What the press release omits is how the hearing actually unfolded.
Board Chair Eichstaedt directly questioned AHPT's challenge, noting the city's existing code already allowed six units through conversions. Telegin conceded that the 32-unit density limit—which AHTP supports—underwent "a full and robust public participation program," a statement that undermines his client’s claims of an inadequate process. Board Member Sidles acknowledged Port Townsend had "done a much better job with subsidy analysis than Mercer Island did."

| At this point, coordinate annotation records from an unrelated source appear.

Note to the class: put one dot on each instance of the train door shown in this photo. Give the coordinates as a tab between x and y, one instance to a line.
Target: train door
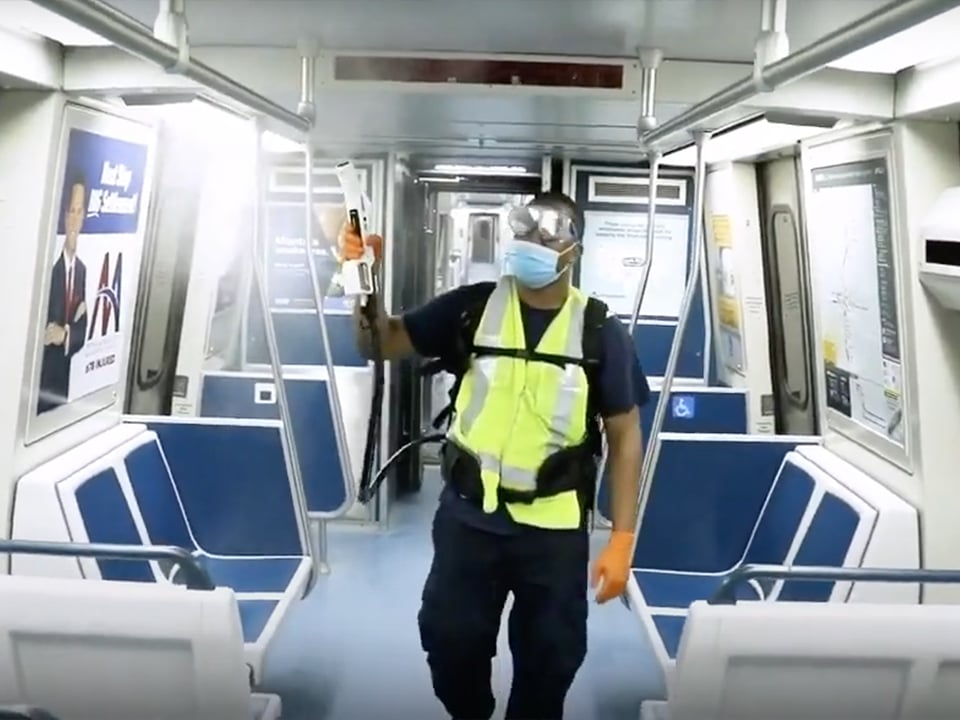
785	267
467	230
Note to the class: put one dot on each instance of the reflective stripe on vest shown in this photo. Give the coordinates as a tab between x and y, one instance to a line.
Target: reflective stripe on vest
512	414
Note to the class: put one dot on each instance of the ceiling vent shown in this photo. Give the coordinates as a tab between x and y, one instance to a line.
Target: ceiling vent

Sidles further noted that the city's subsidy methodology—assuming a full subsidy for all zero-to-80% AMI units—could overstate the funding gap, directly undercutting AHPT's affordability arguments. In other words, if a unit costs $307,000 to construct, the city assumes the full $307,000 would need to come from public funds, regardless of whether the future tenant earns 10% AMI (extremely low-income) or 79% AMI (just below the threshold). A household at 79% AMI can likely contribute something toward rent, reducing the subsidy needed, whereas a household at 10% AMI cannot. The group claimed that the city failed to demonstrate how it would pay for these affordable units, thus an overstated assumption of the funding gap could make the city’s plan more achievable.
AHPT, which was formed solely to challenge this plan, continues to frame its appeal as housing advocacy—yet this appeal is the only affordable housing effort the group seems to be undertaking so far.

The City, by contrast, is already a direct market participant in affordable housing through Evans Vista and has proposed concrete solutions. The hearing transcript reveals that the petitioners are struggling to justify why an exception—already permitted in a different form—warrants invalidating an entire comprehensive plan.